Kaiyan Zhang (张开颜)

CTO, Frontis.AI · Ph.D., Tsinghua University

I’m currently serving as the CTO of Frontis.AI, where I work on agent self-evolution, recursive self-improvement, and AI for AI. I earned my Ph.D. (2026) from the Department of Electronic Engineering, Tsinghua University, under the guidance of Professor Bowen Zhou. Before that, I earned B.S. (2020) and M.S. (2022) degrees in Computer Science and Technology from the Harbin Institute of Technology (HIT), where I was supervised by Weinan Zhang and Ting Liu in the HIT-SCIR lab.

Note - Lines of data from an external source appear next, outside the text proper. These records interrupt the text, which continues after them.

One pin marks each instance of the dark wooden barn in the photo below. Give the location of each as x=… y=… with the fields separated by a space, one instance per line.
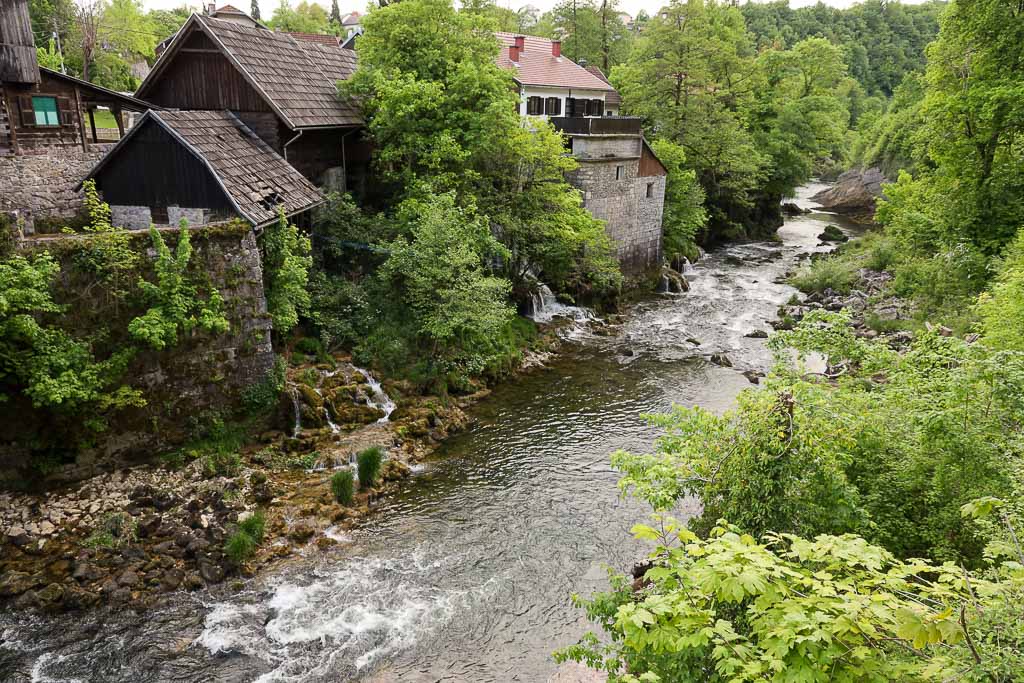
x=283 y=87
x=200 y=166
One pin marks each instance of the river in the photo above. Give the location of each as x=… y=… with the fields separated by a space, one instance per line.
x=467 y=573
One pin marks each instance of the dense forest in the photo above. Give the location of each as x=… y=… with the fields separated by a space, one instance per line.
x=863 y=523
x=860 y=523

We are hiring interns! If you are passionate about agent self-evolution, recursive self-improvement, and AI for AI, feel free to reach out. We publish papers and release open-source work.

My mission is to build AI that improves itself — shifting from human-supervised training toward agents that learn from their own experience and recursively bootstrap stronger successors (the ExpertAGI vision). This pursuit runs along two intertwined threads.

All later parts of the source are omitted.